At 6:30 a.m. on a Wednesday morning, more than 100 students gather at a church adjacent to a high school in northeastern Indiana. They’re fed a hot breakfast by church volunteers, then they split into small groups led by 20 adult leaders. At 7:30 they walk out of the church and head across the lawn to start their class day—equipped with the tools they need to make an impact in the most natural mission field they’ll ever experience.
Five years ago I would’ve been describing a Campus Life student leader gathering—a weekly parachurch outreach event. But no longer. In the late ‘90s a tight network of youth ministers in the town decided to share the ownership for this campus-based student leadership team. And that’s been the catalyst for three breakthroughs:
• In the past, the community’s teenagers felt caught in the middle of a tug of war with church and parachurch leaders pulling on either side. Now, because the youth leaders in town are working together, the kids don’t feel that tension.
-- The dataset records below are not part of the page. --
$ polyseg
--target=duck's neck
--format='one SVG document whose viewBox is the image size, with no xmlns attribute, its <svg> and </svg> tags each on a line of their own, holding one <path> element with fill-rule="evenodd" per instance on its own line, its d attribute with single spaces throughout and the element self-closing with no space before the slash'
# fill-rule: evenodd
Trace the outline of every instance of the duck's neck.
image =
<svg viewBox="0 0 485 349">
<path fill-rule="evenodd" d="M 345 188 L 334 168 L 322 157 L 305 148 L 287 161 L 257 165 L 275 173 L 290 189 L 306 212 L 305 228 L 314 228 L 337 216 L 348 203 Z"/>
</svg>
• Before, the town’s youth leaders felt pulled between competing goals—reaching unchurched kids and helping their own churched kids to grow. This unified student leadership gathering helped them invest in both goals simultaneously.
• More young people have committed their lives to Christ, and more are connected to a local church for growth, community, and discipling.
In the search for effective evangelism strategies, one that’s proven to work well is unifying a community’s youth leaders to support student outreach efforts on their high school campus. What are the keys?
1. Begin with a campus focus, not a church focus. Evangelism thinking begins with an outreach target. It asks, “What people, or group of people, do we want to reach for Christ?” By focusing on the high school campus, students more naturally think about the orbit of non-Christian friends and acquaintances with whom they have the most ready access.
2. Visible unity pays off. This shouldn’t surprise us, but in our urgency to reach the unchurched we often jump into new approaches without establishing our presence properly. Putting love and unity on display was Jesus’ clear priority in making God known to the world (John 13:35; 17:23). Maybe the daunting mountain called “unifying the Body of Christ” has put us off from attacking the very climbable peak in our back yard. But Christian students who spend hours a day in the same school can come together. When they do, their unity is attention-grabbing to their unchurched classmates.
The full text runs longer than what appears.